Ghost in the woods

Rick Ryckeley's picture

The wind carried the odd crunching sound and the laughter of the little girl past my ear once again. And again I turned around, only to find no one standing there but The Wife with an odd look on her face. Had she now heard it too?

It had been over an hour, and our walk through the woods surrounding the lake had been uneventful — except for the crunching and the laughter. Both had started soon after we entered the woods.

The deeper into the forest we traveled, the more the pine tree canopy above thickened, eventually screening the harsh afternoon sunlight and defusing before reaching the moss-covered ground below. The effect cast the forest in a cool constant twilight. Maybe that’s the condition most favorable for ghosts to visit. For visit us one did.

The pathway we followed wove through the woods, eventually leading us to a small open field of grass, flattened by deer from evenings past. It was a perfect place for our picnic and a short respite for our ghost. I wouldn’t have thought that ghosts need rest, but they must. What else could explain why the laughter and crunching finally ceased just as we entered the clearing?

Afterwards we continued our walk. Nearing the end of the path, the woods thinned as the lake came back into view. A gentle wind blew, causing diamonds to shimmer and dance on top of the water. We paused to take in the sight. With the pines now behind, the ghost receded back into the woods, waiting for us to revisit her when our busy lives permitted. A hug and a soft kiss on the neck came from behind me. The Wife, she was smiling.

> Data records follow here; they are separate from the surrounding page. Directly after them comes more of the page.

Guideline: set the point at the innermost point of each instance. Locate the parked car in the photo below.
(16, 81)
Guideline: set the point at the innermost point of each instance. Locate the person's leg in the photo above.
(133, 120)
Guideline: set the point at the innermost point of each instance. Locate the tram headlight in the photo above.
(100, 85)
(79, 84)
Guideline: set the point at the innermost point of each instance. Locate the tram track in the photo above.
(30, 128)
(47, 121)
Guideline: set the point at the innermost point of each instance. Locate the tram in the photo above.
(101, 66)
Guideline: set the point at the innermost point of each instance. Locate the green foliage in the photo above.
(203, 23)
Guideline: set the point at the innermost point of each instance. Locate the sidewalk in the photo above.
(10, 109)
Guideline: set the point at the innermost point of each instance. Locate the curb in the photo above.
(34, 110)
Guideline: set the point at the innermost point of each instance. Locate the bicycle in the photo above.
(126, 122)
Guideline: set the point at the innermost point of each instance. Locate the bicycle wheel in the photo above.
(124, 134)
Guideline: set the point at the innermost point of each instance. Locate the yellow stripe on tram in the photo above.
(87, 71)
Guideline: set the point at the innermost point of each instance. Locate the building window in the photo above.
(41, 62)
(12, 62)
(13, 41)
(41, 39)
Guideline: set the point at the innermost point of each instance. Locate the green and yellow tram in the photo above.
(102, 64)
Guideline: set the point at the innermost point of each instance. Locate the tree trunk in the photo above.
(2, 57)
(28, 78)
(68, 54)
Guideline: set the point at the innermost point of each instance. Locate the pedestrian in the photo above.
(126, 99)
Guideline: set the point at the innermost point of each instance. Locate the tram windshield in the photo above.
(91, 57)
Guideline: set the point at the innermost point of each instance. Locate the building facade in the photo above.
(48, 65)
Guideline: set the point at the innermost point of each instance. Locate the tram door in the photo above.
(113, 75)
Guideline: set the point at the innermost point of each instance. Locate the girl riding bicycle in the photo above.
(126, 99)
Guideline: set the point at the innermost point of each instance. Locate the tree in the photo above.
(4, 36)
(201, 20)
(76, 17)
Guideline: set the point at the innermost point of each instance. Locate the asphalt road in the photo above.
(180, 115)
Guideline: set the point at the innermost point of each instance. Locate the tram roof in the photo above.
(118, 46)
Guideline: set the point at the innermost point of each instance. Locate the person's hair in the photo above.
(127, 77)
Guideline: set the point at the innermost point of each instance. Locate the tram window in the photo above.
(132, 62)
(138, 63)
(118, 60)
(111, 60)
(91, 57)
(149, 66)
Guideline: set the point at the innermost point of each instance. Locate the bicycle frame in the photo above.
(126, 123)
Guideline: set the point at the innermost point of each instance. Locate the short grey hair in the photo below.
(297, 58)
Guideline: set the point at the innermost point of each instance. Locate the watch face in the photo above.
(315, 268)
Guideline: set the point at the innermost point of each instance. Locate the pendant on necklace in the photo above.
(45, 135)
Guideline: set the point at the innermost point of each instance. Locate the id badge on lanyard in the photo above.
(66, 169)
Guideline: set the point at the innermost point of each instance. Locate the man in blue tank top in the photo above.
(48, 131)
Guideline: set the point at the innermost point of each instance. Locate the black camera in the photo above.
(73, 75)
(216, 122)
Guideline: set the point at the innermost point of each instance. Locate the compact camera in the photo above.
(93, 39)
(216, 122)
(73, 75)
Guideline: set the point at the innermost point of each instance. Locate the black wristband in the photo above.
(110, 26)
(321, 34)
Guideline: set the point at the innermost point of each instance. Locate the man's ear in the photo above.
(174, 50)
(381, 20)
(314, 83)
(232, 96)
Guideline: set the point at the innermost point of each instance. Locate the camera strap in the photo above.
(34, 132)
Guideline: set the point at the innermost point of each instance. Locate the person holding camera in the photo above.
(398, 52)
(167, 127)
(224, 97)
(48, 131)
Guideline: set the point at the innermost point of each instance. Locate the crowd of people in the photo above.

As we drove away, I couldn’t help but wonder. Had anyone else walking through the woods surrounding the 100-acre lake ever been visited by the little girl ghost? Once back home, it was back to the stresses of our lives and time to get ready for the coming day of work. Unbeknownst to me at that moment, my question would be answered later that evening.

I switched off the lights, kissed The Wife goodnight, and settled in for what I thought would be a relaxing night’s sleep. Thinking back on the events at the lake and a perfect afternoon spent with the one I love, sleep slowly started to wash over me. All was again right with the world. The ghost, the crunching, and the laughter were fading.

Then I heard the laughter once again. Only this time it was much closer, much softer, and even a bit sad. I switched on the lights to ask The Wife if she had heard it too, but she was already asleep, a faint smile tugged at the corners of her mouth.

Finally, as sleep reached out and grasped the last conscious thoughts from my mind, I understood. The little ghost from the haunted forest had followed me home, and now lay beside me.

We all have ghosts. They’re our memories from the past, both good and bad, forever part of us. It’s our choice which ones we let visit to enrich our lives, which ones we let pull us down, or which ones we keep hidden away because they’re too painful to be revisited by the living. I think only with age can one truly balance them and discern which are which.

For an hour, The Wife took childhood enjoyment out of crunching pine cones on a walk around the lake. And with each crunch, stress left her body to be replaced by the fond memories of a 6-year-old girl walking in the woods.

We should never forget the joy of being a child. Some ghosts from our past are best kept hidden in plain sight.